How can I do to load my "Sony SLT-A35 Adobe Standard.dcp" profile file in lightroom?

Thans


----------



## Jim Wilde (May 3, 2012)

Lightroom will only show 'Adobe Standard'.....however, that particular version of the Adobe Standard profile will be the version applicable to the specific camera that was used for the image, i.e. no matter what camera you use, you will only see 'Adobe Standard' in the camera calibration panel....but under the covers Lightroom will choose and apply the correct version of it.


----------



## rNeil (May 5, 2012)

What about those of us shooting say, a D3, that really liked the D2X Mode-1 profile ... is that no longer an option? That's what it sounds like ... sadly ...

Neil


----------



## rNeil (May 5, 2012)

Hmmm ... it still gives me that option on old image files ... have to check with a newly shot/imported image ...

Neil


----------



## Jim Wilde (May 5, 2012)

Neil, the first two posts in this thread were talking *only *about the Adobe Standard profile and the fact that while different versions of it exist for many different camera models it will still only show as "Adobe Standard" in the Camera Calibration panel. We were not saying that ONLY the Adobe Standard profile is available. For many cameras Adobe have created profiles in an attempt to 'mimic' the effects of the various 'in-camera' profiles....these will appear (if they've been created) in the Camera Calibration panel *in addition to *the Adobe Standard profile. Which is what you have discovered.....

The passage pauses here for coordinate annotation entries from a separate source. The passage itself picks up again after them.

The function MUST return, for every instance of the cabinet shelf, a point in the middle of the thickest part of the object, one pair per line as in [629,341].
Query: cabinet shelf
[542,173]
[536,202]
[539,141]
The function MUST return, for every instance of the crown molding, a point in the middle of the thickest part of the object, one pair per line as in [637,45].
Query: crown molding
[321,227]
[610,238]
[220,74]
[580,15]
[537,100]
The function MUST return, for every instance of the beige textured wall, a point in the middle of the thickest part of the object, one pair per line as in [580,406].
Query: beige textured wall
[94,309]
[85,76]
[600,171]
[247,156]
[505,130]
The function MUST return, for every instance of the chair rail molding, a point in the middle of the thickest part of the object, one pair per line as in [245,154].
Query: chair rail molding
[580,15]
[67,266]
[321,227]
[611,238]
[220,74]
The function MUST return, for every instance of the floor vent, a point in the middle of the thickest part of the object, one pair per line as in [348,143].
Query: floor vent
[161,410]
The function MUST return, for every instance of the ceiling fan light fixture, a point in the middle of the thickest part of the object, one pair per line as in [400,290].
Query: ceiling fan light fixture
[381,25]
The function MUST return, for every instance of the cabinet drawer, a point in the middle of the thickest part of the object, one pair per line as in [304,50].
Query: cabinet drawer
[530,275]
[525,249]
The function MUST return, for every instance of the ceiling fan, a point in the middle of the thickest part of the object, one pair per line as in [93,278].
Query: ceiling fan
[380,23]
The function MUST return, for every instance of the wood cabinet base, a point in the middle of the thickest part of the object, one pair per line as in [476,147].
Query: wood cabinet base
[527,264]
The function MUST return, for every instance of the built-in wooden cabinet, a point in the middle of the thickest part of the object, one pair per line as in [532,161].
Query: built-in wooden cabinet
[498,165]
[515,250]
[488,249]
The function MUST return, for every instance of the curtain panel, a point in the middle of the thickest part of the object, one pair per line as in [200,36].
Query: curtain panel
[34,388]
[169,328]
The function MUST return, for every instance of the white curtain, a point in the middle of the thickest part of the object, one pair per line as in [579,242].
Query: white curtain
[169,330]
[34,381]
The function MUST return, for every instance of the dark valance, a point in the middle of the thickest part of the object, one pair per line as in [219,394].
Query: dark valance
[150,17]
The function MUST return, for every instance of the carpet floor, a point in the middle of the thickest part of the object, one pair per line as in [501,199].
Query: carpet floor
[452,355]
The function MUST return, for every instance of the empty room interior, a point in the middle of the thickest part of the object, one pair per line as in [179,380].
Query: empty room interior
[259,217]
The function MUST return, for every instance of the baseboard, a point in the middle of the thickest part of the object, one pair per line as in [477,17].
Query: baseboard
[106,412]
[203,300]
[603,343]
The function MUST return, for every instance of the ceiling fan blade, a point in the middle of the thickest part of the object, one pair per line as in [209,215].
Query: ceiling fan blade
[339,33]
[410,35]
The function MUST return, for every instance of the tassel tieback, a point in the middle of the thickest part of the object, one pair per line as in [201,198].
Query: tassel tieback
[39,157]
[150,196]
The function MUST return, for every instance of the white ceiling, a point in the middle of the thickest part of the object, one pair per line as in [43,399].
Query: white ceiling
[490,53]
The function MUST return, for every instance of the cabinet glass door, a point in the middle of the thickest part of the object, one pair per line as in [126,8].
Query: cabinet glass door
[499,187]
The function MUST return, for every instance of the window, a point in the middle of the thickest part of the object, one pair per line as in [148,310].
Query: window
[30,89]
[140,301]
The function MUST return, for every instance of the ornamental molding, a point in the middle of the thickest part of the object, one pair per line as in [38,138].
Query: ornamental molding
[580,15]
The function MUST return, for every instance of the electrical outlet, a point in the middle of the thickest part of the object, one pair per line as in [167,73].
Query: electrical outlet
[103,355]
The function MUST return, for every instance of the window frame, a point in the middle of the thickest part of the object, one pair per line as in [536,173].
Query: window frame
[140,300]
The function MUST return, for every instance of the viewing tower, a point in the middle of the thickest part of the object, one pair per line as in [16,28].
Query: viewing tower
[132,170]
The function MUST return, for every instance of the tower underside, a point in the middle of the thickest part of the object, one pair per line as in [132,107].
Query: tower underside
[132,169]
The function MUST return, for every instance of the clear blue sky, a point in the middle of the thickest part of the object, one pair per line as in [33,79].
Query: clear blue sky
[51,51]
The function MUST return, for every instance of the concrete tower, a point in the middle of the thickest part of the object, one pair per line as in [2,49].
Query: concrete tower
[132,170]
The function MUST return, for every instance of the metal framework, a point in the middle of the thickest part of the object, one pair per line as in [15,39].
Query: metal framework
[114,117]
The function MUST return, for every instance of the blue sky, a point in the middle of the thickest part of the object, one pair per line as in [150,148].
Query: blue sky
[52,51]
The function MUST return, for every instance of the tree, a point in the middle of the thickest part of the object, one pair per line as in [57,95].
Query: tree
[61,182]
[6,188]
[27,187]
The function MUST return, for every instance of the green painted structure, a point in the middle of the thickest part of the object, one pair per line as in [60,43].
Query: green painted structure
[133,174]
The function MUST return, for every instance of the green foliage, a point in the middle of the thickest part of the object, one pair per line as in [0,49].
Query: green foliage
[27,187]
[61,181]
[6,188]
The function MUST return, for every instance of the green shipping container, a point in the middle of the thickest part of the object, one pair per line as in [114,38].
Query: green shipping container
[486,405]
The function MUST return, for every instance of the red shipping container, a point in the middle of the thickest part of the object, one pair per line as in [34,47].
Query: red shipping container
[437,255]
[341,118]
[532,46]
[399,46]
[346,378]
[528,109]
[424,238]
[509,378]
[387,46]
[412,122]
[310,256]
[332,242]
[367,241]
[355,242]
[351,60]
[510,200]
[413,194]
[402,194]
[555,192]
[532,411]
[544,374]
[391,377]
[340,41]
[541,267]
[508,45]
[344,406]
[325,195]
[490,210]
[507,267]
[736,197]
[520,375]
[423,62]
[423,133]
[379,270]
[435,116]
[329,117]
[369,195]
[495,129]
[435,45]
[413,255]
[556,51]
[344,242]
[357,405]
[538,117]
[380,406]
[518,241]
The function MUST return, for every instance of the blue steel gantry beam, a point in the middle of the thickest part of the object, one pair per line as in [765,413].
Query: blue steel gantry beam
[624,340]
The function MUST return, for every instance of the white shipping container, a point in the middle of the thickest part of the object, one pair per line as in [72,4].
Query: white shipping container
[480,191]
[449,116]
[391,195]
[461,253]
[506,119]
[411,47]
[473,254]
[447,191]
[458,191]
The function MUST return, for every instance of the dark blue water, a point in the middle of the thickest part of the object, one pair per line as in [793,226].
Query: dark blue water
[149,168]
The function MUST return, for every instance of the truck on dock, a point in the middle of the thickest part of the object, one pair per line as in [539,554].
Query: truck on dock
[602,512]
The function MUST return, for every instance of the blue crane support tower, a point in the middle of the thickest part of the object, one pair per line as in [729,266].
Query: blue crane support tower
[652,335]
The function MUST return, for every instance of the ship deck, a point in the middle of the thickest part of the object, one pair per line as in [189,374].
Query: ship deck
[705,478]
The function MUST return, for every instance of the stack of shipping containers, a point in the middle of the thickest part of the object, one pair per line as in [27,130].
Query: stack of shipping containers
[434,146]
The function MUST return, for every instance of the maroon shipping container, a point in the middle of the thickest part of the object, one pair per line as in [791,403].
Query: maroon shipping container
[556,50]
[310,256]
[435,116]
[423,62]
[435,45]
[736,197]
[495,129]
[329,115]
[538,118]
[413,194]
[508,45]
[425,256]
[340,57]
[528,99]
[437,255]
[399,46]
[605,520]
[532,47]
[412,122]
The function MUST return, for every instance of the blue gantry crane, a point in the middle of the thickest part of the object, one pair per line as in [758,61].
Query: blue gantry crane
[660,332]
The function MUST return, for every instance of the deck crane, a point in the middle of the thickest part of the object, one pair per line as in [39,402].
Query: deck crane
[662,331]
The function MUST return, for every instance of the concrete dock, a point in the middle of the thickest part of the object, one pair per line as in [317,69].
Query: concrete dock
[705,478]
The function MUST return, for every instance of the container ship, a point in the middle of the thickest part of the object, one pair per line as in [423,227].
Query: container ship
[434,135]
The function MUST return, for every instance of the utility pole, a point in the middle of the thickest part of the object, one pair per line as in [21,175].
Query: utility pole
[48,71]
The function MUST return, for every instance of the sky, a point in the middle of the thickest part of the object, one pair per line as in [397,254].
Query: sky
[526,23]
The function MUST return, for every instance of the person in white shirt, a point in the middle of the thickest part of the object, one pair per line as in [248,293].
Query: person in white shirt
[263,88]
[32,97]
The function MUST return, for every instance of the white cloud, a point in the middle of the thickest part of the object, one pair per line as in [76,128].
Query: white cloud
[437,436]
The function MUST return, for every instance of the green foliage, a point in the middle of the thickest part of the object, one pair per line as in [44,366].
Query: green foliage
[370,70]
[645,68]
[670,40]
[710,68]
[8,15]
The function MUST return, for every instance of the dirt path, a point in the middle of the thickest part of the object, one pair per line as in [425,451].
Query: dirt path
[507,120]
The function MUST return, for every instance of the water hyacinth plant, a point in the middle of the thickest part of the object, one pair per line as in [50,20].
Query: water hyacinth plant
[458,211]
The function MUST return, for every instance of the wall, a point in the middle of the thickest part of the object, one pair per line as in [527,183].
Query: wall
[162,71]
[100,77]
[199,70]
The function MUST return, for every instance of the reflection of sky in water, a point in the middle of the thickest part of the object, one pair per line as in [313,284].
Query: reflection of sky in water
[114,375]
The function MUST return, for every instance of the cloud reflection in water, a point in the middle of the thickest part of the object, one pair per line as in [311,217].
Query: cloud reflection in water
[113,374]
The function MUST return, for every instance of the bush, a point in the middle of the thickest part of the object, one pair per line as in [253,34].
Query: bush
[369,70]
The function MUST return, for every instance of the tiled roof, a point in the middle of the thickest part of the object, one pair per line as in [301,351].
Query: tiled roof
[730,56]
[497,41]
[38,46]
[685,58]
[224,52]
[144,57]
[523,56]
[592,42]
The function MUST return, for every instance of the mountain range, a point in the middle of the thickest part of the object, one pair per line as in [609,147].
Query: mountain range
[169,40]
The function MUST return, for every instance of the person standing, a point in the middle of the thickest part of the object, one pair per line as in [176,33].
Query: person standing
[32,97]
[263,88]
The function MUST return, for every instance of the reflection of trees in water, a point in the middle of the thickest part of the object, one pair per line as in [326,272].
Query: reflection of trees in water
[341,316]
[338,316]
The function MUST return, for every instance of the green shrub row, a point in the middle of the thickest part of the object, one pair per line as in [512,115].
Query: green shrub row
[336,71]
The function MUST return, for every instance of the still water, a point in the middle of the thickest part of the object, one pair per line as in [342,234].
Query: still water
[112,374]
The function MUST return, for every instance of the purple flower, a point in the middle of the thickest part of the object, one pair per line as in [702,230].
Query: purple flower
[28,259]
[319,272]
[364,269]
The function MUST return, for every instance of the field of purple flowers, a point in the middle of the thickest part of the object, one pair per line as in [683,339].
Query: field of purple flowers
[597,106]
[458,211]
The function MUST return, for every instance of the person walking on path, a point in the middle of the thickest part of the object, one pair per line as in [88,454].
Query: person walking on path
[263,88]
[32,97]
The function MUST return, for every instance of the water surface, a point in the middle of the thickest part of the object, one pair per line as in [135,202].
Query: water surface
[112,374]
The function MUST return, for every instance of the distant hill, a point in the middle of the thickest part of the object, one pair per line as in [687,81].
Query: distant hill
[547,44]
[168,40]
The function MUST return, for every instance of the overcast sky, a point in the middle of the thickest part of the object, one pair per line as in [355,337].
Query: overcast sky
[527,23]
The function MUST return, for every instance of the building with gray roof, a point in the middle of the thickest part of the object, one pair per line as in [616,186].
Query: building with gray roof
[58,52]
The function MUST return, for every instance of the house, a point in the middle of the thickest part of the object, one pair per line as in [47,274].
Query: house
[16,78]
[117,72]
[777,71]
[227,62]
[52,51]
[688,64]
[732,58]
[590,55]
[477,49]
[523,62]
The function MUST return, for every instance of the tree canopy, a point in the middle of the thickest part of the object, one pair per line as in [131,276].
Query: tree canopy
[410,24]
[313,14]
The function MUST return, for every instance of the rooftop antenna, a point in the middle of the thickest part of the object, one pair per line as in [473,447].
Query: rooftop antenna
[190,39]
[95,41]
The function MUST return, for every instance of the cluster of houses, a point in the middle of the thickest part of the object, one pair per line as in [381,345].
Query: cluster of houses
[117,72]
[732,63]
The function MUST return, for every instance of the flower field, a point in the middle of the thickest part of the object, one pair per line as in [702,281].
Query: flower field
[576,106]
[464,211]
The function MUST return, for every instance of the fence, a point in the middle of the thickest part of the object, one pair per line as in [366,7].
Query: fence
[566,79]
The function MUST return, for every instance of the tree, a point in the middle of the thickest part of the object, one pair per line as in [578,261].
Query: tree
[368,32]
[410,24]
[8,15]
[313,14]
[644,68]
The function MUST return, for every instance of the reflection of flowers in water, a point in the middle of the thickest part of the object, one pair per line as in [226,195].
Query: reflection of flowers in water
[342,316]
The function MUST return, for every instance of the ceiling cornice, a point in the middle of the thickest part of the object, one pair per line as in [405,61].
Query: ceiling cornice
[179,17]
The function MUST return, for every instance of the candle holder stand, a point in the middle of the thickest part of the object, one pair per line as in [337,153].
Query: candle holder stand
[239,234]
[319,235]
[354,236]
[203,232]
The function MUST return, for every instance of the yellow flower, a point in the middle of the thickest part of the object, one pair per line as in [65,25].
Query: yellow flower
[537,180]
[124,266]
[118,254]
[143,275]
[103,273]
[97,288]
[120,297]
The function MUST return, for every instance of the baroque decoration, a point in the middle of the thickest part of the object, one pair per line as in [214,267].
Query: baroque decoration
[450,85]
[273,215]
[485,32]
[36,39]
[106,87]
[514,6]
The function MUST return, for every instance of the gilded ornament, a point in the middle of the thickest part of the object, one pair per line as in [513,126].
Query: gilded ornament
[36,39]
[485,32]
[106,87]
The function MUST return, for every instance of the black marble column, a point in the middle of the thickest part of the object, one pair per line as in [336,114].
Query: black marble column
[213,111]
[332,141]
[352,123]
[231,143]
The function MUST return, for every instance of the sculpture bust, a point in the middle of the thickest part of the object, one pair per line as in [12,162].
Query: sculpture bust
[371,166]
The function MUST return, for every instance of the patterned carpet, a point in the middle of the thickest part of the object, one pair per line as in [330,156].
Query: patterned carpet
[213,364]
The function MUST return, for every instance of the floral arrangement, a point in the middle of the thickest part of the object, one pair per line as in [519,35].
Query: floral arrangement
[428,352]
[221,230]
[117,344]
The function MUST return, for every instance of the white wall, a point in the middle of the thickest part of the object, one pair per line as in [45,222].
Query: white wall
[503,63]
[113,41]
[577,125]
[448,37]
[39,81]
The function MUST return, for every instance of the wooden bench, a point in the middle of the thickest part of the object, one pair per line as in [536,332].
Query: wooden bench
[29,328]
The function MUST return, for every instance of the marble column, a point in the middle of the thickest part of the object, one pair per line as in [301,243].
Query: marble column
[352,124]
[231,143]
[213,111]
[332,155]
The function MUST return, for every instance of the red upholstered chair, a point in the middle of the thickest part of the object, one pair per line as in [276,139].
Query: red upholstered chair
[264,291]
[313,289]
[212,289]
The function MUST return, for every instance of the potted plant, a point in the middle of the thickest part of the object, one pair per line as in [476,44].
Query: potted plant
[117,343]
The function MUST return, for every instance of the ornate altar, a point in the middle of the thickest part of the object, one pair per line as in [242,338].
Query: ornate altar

However, unless you change the defaults, on first import it will be the camera-specific Adobe Standard profile  which is first applied.


----------



## jhague (May 5, 2012)

I am seeing some odd behavior with the Camera Calibration settings in 4.1RC2 as well.  On a recent trip, I took photos with a Nikon D3 and with a Nikon D7000.  The camera calibrations settings for the D3 are just fine showing Standard, Landscape, etc plus the v4 options that were added.  For the D7000, it only shows "Embedded" and will not allow me to change it.  All of these are RAW files.  Is there something wrong in my configuration?  It was not this way in RC1 and I installed RC2 right over the top of RC1.  In RC1, I had the normal calibration settings of Camera Standard, Camera Vivid, Camera Landscape, etc. for the D7000.  Any help would be greatly appreciated.

John


----------



## Jim Wilde (May 5, 2012)

"Embedded" is usually the profile associated with a rendered file such as Jpeg or Tiff, so could I just ask you to double-check that you are indeed working on a Raw file? If it's definitely a Raw, then I'm a bit mystified....could you upload one of the Raw files (e.g. to www.yousendit.com or Dropbox) then post the link here so that we can test it on our own systems?


----------



## jhague (May 6, 2012)

TNG, you were absolutely right.  I went back and checked and these are JPG files.  We shoot 99% RAW but were shooting JPEGs that day with that camera.  Thanks for the help!


----------



## Jim Wilde (May 6, 2012)

Mystery solved! Thanks for reporting back.


----------